5. Before the game, umpires check that you can see the scorers’ signals: This sounds simple, but you’d be surprised the effects of shadow and bright sunlight can have on seeing the acknowledgements. Is it a light, a hand-wave or a paddle? Check from the middle before you start (and maybe even use your radios to confirm). Two checks in one.
6. First and final warnings for dangerous non-pitching deliveries: To improve consistency, GACUS has recommended umpires use an imaginary rectangle from the waist to a foot above the head and roughly 18 inches from the body on each side. This box will move with the batsman. But before the game, try and agree with your colleague about how you might implement this guidance, particularly in relation to slower balls. The law says it is an umpire’s judgement as to whether it’s dangerous, but captains and players appreciate a common interpretation. If it’s agreed that every full pitched ball in the box is dangerous (and therefore a warning), let the captains know your interpretation at the toss.
7. Handing over the pitch at the end of the over: Again, for most umpires, this is common practice within GACUS, but not used by everyone and not always when standing with a colleague from another county. So agree on this before the game.
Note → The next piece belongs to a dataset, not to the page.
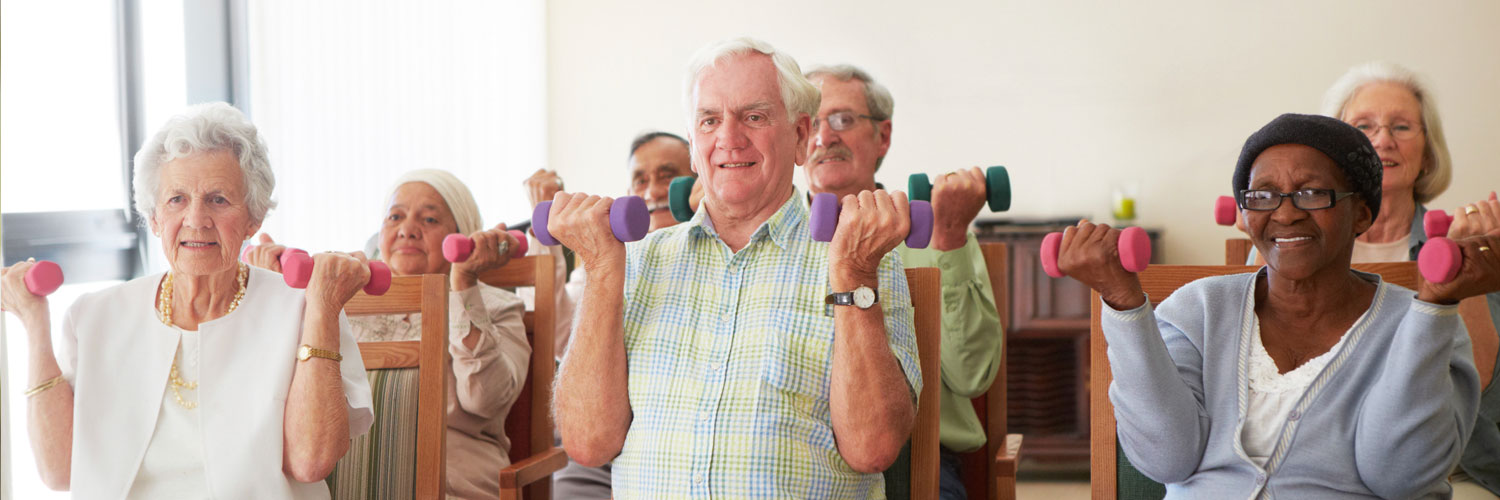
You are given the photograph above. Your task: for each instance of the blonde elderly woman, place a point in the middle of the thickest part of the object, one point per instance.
(488, 344)
(188, 383)
(1400, 117)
8. Completing the record card: Players and captains worried about over rates get irritated if they have to wait for umpires to complete paperwork before getting into position. Something to try is to only complete the card every other over after you’ve called over at bowler’s end while waiting to hand over the pitch. That way when over is called, the striker’s end umpire can just focus on getting to the stumps and mentally preparing for the next six balls.
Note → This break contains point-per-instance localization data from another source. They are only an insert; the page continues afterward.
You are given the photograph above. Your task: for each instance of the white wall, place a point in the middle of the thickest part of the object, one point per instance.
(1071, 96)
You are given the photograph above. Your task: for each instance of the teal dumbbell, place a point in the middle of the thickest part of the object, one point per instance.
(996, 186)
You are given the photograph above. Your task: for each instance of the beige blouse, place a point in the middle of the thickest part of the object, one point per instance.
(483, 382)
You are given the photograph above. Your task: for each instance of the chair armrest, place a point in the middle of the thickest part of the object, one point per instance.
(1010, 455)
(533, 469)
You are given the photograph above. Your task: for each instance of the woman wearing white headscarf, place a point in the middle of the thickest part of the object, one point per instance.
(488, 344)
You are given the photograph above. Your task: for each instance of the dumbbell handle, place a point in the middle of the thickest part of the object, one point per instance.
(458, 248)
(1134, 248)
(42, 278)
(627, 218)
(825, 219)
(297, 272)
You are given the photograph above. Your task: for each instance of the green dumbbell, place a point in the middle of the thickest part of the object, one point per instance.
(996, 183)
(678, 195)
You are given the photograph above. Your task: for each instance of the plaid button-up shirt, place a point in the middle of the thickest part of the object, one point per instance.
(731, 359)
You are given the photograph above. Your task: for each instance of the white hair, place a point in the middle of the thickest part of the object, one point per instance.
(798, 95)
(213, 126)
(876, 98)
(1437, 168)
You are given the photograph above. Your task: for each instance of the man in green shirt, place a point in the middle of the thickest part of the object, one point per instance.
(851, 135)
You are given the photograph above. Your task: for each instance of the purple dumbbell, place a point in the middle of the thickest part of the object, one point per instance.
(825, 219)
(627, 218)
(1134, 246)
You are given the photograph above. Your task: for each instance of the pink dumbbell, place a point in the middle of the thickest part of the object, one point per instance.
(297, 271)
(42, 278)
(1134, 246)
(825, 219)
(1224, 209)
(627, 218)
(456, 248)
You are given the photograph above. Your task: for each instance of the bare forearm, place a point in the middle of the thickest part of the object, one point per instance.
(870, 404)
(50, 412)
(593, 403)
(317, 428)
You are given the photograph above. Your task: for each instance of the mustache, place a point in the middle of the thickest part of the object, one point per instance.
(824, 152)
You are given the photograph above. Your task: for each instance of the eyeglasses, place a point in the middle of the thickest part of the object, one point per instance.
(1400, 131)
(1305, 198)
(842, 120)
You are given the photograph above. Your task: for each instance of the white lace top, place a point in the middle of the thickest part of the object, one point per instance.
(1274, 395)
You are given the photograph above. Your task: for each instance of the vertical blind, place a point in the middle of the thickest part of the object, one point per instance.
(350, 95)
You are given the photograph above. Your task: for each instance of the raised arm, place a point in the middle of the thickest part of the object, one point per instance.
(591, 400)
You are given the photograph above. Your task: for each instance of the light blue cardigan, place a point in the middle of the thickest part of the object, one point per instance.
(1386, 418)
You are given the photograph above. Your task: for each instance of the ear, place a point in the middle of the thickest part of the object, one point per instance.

9. Moving to striker’s end position: It’s not a bad idea to walk backwards to your position. You can continue to see everything and possibly hear things better too.
10. Checking the scores: In a close game, it is worth taking time in the last five overs to check with the scorers that a) they both agree on the score and b) it is shown correctly on the scoreboard before the next over starts. Radios are the best option here, but it’s important to get it right beforehand.
11. Agreement on the spare balls: Make sure the visiting captain sees the spare balls before the toss and when choosing the replacement ball, it is better if both umpires agree this together close to the pitch.
12. The Weather: Try and avoid talking to the captains about what you might do. If you suggest you may or may not play in light rain, it can set an expectation that cannot be judged until it becomes a reality, so best not to create that expectation in the first place.
13. One for the over: Where the regulations allow one ball per over above shoulder-height, when the time comes to signal by tapping your shoulder, just walk forward to the stumps and show the signal to the bowler and then repeat it to the batsman. By walking forward everyone will be aware that this has happened.
14. Feedback: Finally, no matter how experienced any of us may be, from time to time we may become aware of a bad habit we’ve got into or perhaps a new technique/idea we want to try. Before the game, share this with your colleague and ask them for some feedback. They may be reluctant for a variety of reasons, but it’s worth asking. Also, it would be worth reciprocating in offering feedback to them if it would prove helpful.